Comme toujours Patrick Deville s’inscrit dans un dispositif littéraire complexe et répond aux contraintes qu’il se fixe. Le récit débute à la fin du dix-neuvième siècle et propose une circumnavigation chronologique jusqu’à aujourd’hui portée par de multiples ouvrages qui accompagnent son périple. Pour rédiger Fenua il s’installe dans une cabane début 2020 sur une colline près de Papeete sur l’île de Tahiti. Cet opus est donc une exploration littéraire, picturale et aventurière de l’immense zone de l’océan Pacifique. Il suit les traces de poètes, de peintres, d’écrivains, de savants et d’aventuriers. Parmi les guides principaux se trouvent pour les plus connus Paul Gauguin, Pierre Loti, Victor Segalen, Herman Melville, Robert Louis Stevenson. L’intérêt de suivre Deville est de découvrir bien d’autres personnages puisqu’il déniche des pépites et met en lumière des trésors oubliés. Ses romans sont souvent des ouvertures vers d’autres auteurs ; la bibliographie de fin d’ouvrage permet de piocher dans cette liste roborative. Il arpente les archipels sur les traces de Gauguin et des autres ; il va jusqu’aux Marquises et aux îles Gambier. Il indique que ces terres isolées sont visitées au moins une fois tous les deux ans par les vaisseaux de la Marine Nationale. Le portrait de l’immense région est précis, il raconte les couleurs, les ciels, la lumière, les montagnes et les récifs. L’auteur lit énormément il se rend sur place, confronte sa vision à ce qu’en ont dit ou peint ses prédécesseurs. La sonorité des noms des îles polynésiennes est une invitation à l’évasion. Mine de rien Patrick Deville distille des dizaines d’informations historiques peu connues ; ainsi il raconte que l’île de Pâques aurait pu être française, il évoque l’utilisation de Bora-Bora par les américains, il s’intéresse au rapport politique entre le Pays et Paris, il relate le tournage de films hollywoodiens dans le coin, il mentionne les essais nucléaires sur l’atoll de Mururoa. Avec Fenua Patrick Deville tisse des ponts avec ses ouvrages précédents dont l’action se déroulait en Asie, en Afrique ou en Amérique latine. Il revient à son enfance dans le Lazaret de Mindin. Mais jamais ces répétitions ne sont déplacées, au contraire une cohérence globale se fait jour.

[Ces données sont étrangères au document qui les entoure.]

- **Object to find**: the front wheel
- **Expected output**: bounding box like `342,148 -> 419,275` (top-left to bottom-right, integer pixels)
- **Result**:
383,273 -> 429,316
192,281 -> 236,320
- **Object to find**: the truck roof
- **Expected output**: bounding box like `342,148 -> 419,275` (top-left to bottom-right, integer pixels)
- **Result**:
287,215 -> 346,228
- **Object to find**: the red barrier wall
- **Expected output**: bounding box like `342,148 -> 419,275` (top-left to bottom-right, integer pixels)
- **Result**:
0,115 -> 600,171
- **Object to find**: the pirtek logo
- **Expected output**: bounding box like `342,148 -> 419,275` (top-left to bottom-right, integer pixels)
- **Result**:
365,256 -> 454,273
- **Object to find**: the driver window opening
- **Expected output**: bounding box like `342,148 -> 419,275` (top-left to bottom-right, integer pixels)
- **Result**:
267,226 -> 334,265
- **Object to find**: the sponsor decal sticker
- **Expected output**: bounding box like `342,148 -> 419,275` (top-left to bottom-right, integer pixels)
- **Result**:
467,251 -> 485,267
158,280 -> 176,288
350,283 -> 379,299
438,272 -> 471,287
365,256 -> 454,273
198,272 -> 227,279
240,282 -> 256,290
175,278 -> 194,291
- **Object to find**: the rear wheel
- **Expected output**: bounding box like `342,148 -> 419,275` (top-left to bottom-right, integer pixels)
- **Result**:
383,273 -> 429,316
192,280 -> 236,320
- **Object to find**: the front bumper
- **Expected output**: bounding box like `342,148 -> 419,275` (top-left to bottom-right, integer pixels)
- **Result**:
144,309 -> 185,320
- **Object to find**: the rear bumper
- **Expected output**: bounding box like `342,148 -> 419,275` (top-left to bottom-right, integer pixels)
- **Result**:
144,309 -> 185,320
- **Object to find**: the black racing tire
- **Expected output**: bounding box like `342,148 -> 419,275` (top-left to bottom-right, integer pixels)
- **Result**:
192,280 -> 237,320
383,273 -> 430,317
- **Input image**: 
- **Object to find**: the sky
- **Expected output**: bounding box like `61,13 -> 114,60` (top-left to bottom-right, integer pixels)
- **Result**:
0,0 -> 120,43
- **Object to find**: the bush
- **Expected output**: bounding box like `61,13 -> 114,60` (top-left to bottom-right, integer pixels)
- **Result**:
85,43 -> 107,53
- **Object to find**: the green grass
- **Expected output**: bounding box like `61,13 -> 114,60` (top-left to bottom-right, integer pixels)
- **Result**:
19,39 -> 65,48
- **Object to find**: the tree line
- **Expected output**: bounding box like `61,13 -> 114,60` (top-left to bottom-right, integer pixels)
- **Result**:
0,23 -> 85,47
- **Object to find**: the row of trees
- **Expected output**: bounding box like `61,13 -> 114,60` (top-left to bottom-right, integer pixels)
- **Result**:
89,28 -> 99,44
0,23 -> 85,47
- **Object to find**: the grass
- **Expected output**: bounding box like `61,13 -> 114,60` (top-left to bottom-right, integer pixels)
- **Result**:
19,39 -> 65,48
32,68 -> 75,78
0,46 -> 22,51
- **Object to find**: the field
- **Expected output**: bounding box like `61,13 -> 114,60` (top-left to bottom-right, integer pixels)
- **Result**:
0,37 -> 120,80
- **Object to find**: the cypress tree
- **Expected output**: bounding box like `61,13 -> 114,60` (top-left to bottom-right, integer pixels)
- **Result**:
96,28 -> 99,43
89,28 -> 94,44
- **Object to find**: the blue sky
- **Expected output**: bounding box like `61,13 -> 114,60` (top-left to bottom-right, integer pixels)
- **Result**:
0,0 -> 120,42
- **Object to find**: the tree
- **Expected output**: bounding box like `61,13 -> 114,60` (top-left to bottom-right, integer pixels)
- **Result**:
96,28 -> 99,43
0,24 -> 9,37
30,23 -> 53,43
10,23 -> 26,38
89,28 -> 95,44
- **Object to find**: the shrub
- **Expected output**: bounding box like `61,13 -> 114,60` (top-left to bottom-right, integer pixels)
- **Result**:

Fenua est une ode au voyage et au dépaysement. Patrick Deville est fidèle à son projet il construit cette œuvre monumentale qui ne relève pas exactement du récit de voyage même s’il apparait dans la narration. Il arpente les mers du sud, vogue d’île en atoll et met en exergue les lieux et les populations qu’il côtoie toujours étayé par des récits antérieurs.
Voilà, je vous ai donc parlé de Fenua de Patrick Deville paru aux éditions du Seuil.